В этом табуне у него сотня коней, и ни один из них никогда не будет продан; это лучшие рысаки России.
Они нужны Нарышкину для того, чтобы выигрывать чуть ли не на всех скачках, хотя это в большей степени тешит его гордость, чем приносит ему барыши. Общая сумма всех денежных премий может достичь двухсот-трехсот луидоров. Табун же обходится в пятьдесят тысяч франков. Однако табун доставляет ему радость.
Каждое утро, облачившись в кашемировый халат, Нарышкин усаживается на крыльце и проводит смотр своих лошадей: одних выводят под уздцы, на других верхом сидят берейторы, и наблюдать за этими великолепными животными с безупречными статями — занятие и в самом деле отличное.
И когда мне приходится видеть человека, который, хотя и испытывая порой стесненность в средствах, позволяет себе роскошь держать в своих конюшнях лошадей общей стоимостью от восьмисот тысяч до миллиона франков, я пожимаю плечами, вспоминая наших щеголей и их упряжки на Елисейских полях и в Булонском лесу.
Заметьте, что в коляску и в четырехконную карету Нарышкина, владеющего всеми этими рысаками, запрягают наемных лошадей, которые стоят ему пятьдесят франков в день.
Женни, в виде исключения, имела для своей санкт-петербургской коляски двух рысаков, которые приводили в отчаяние великосветских русских дам, негодовавших при виде того, как простая актриса мчится в своем экипаже туда, куда ей угодно, вдвое быстрее их.
Когда было решено, что мы поедем в Елпатьево открывать охоту, возник вопрос, в каком состоянии находится там барский дом. Нарышкин бывал в этом имении два раза за всю свою жизнь, причем один.
А надо сказать, что Нарышкин, будучи по характеру боярином старого закала, превосходно умеет окружить себя роскошью, но точно так же превосходно умеет без нее обойтись.
Он даже не помнил, были ли в Елпатьеве кровати.
Поэтому было принято решение отправить туда Дидье Деланжа в качестве квартирмейстера.
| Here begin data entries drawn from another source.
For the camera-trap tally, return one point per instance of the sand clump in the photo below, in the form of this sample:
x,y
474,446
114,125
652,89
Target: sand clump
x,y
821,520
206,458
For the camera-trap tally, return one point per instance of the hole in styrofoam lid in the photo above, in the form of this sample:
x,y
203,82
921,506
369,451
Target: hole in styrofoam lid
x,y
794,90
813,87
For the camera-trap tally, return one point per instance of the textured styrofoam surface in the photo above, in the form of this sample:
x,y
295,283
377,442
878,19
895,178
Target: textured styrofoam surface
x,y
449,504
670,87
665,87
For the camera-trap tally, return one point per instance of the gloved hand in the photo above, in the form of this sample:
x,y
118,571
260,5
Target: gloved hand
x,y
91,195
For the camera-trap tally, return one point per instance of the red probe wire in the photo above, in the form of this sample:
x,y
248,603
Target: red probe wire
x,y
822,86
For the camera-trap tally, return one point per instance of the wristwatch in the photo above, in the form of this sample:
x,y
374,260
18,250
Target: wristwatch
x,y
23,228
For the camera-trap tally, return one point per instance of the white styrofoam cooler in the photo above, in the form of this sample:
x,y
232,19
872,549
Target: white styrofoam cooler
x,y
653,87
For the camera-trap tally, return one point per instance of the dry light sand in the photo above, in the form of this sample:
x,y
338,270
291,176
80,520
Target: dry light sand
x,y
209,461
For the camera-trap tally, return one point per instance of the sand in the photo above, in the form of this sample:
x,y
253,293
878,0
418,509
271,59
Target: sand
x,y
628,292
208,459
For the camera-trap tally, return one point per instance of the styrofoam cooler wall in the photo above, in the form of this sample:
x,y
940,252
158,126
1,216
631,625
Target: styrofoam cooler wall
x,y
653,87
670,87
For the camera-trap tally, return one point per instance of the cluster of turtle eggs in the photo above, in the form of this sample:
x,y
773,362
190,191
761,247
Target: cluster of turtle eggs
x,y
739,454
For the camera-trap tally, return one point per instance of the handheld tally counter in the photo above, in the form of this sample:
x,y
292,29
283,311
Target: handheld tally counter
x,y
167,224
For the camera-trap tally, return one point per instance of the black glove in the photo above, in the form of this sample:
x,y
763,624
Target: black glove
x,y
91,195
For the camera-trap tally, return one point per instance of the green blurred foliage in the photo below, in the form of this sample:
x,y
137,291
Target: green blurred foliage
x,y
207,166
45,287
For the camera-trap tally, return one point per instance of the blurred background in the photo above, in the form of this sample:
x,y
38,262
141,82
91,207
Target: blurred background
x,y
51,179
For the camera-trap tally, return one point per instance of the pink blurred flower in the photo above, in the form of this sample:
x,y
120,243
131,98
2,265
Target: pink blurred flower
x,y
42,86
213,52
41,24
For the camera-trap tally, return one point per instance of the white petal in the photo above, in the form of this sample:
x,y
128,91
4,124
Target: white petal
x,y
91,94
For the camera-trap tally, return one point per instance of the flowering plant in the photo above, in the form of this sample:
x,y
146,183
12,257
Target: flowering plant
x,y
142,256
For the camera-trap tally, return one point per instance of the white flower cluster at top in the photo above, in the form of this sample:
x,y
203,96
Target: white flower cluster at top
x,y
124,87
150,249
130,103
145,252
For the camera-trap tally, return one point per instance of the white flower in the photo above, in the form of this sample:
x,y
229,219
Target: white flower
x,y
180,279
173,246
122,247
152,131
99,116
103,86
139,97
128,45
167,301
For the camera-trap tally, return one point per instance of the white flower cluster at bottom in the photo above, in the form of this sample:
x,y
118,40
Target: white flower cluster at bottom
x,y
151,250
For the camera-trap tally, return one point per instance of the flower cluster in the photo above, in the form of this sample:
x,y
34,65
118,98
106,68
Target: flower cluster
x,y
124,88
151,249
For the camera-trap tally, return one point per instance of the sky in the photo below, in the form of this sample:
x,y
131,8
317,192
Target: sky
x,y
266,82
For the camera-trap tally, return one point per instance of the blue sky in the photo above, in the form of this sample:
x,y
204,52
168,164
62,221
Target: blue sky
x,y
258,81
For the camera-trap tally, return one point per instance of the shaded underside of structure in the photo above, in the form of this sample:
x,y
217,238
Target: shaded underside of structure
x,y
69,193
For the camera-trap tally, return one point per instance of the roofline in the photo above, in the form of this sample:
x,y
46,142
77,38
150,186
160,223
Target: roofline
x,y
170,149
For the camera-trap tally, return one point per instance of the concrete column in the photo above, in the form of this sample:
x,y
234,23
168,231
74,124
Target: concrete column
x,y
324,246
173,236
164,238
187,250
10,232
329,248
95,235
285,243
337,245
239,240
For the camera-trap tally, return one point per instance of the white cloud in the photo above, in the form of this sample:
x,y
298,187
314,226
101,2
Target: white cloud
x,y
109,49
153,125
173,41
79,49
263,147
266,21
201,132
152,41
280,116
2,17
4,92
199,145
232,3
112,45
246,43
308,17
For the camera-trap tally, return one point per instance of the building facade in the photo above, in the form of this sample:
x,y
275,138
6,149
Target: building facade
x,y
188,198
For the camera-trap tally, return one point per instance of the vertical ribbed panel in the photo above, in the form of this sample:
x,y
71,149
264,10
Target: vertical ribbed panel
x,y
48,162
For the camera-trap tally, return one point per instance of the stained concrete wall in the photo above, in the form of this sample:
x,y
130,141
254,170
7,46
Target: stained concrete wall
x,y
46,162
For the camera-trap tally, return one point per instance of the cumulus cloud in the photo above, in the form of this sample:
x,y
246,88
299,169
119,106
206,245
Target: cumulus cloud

Дидье Деланж отправился в Елпатьево на почтовых лошадях.
Четыре дня спустя он вернулся со списком предметов, совершенно необходимых для устройства там нашей жизни.
В этот список входили простыни, матрацы, кухонная утварь — всего на общую сумму в семь тысяч франков.
Все эти вещи были куплены и на трех фургонах отосланы в Елпатьево, а Дидье Деланж снова отправился туда, чтобы все это разместить к нашему приезду.
Нам предстояло пробыть в Елпатьеве три дня.
Понятно, что никакое русское богатство, каким бы значительным оно ни было, не может выдержать подобного образа жизни, тем более, если все расходы находятся в ведении управляющего, причем иногда даже не одного, а двух!
Перед отъездом из Москвы мы купили зимнюю одежду, поскольку нам предстояло оказаться в сезон снегов в степях Калмыкии и в горах Кавказа и нужно было подумать о том, как противостоять температуре в пятнадцать-двадцать градусов мороза.
Прежде всего мы с Муане обзавелись удобнейшими дорожными костюмами. К этим костюмам были добавлены две овчинные шубы из числа тех, какие носят богатые мужики и какие называются тулупами. И наконец, наш московский гардероб был дополнен меховыми сапогами и полным ассортиментом домашних туфель из Торжка. Я забыл упомянуть о высоких овчинных шапках, придававших нам такой грозный вид, что, глядя на себя, мы сами готовы были лопнуть со смеху.